「依存症の最大の敵は“孤立”です。人と関わりを持つことで、寂しいと思う心の隙間を埋めないと、また必ずクスリに溺れてしまう。
我々は、そうならないための環境を、いつでも整えているんです。つまり、クスリを絶つには、周囲の理解と支えが必要なんですよ。
法律で薬物を取り締まるだけでは、なんの解決にもならない。刑務所に入ったところで、出所したとき、何をしていいか分からなくなったら、待っているのは孤独と不安です。それにとらわれたら、またすぐに逆戻りしてしまいますから」

薬物は犯罪だ。孤独で寂しくても、それに手を出さない人はいくらでもいる。ただ、それは薬物に出会わなかったことが幸運なだけなのだと、近藤氏は言う。

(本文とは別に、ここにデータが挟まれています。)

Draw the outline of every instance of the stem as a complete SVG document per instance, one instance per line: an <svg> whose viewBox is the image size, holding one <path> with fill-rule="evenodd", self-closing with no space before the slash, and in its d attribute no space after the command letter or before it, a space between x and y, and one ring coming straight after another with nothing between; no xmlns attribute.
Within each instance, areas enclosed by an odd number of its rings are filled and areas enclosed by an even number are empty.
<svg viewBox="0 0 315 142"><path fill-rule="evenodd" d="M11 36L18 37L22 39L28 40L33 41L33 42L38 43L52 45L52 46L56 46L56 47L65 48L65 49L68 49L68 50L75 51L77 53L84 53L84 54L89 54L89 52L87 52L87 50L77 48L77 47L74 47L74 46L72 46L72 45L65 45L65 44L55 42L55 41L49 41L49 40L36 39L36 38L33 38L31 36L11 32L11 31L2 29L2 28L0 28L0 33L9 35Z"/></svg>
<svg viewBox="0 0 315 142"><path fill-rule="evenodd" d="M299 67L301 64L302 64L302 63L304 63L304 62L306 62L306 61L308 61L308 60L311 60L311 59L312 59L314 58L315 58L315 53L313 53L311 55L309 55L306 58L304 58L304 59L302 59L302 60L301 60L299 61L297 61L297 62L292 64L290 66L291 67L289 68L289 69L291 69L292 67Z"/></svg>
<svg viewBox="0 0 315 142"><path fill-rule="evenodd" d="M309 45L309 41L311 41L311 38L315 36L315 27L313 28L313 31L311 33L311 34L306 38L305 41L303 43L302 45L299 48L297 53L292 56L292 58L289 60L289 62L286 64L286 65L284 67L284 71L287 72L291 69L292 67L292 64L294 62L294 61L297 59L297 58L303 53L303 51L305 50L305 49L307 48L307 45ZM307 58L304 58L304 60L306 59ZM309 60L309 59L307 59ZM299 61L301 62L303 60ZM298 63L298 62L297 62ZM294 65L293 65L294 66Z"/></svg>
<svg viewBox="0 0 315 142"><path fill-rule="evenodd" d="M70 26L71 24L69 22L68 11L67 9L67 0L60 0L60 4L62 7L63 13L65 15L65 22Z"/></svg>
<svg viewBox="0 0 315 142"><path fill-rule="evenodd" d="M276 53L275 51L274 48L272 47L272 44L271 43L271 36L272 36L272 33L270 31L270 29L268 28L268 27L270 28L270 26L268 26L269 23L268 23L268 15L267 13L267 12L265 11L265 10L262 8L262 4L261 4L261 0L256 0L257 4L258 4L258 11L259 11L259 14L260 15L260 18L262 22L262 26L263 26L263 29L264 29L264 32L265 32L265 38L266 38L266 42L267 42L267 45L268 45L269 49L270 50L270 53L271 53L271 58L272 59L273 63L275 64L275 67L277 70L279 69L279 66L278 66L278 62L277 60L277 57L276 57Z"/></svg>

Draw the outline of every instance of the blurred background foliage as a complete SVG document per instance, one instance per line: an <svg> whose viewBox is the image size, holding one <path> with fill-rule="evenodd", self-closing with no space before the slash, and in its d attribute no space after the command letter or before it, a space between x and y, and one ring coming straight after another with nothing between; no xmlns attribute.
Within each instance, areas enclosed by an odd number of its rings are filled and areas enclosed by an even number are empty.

取材の最後に、田代氏は照れ臭そうに目を伏せながら、こう話してくれた。

「時間はかかりましたが、最近やっと、娘が連絡してくれるようになったんです。病み続けて、立ち直っていく姿を、どこかで見てくれていたのかもしれませんね。
それからリーダー(元ラッツ&スターのメンバーで歌手の鈴木雅之氏のこと)も、“いつでも見ているから頑張ってほしい”と言ってくれていると、人づてに聞いています。本当にありがたいですよね」

プレッシャーと孤独から薬物に手を染め、どん底まで落ちた田代氏が、そこから立ち直ろうと思えたのも、この施設をはじめとした周囲の支えがあったからなのだろう――。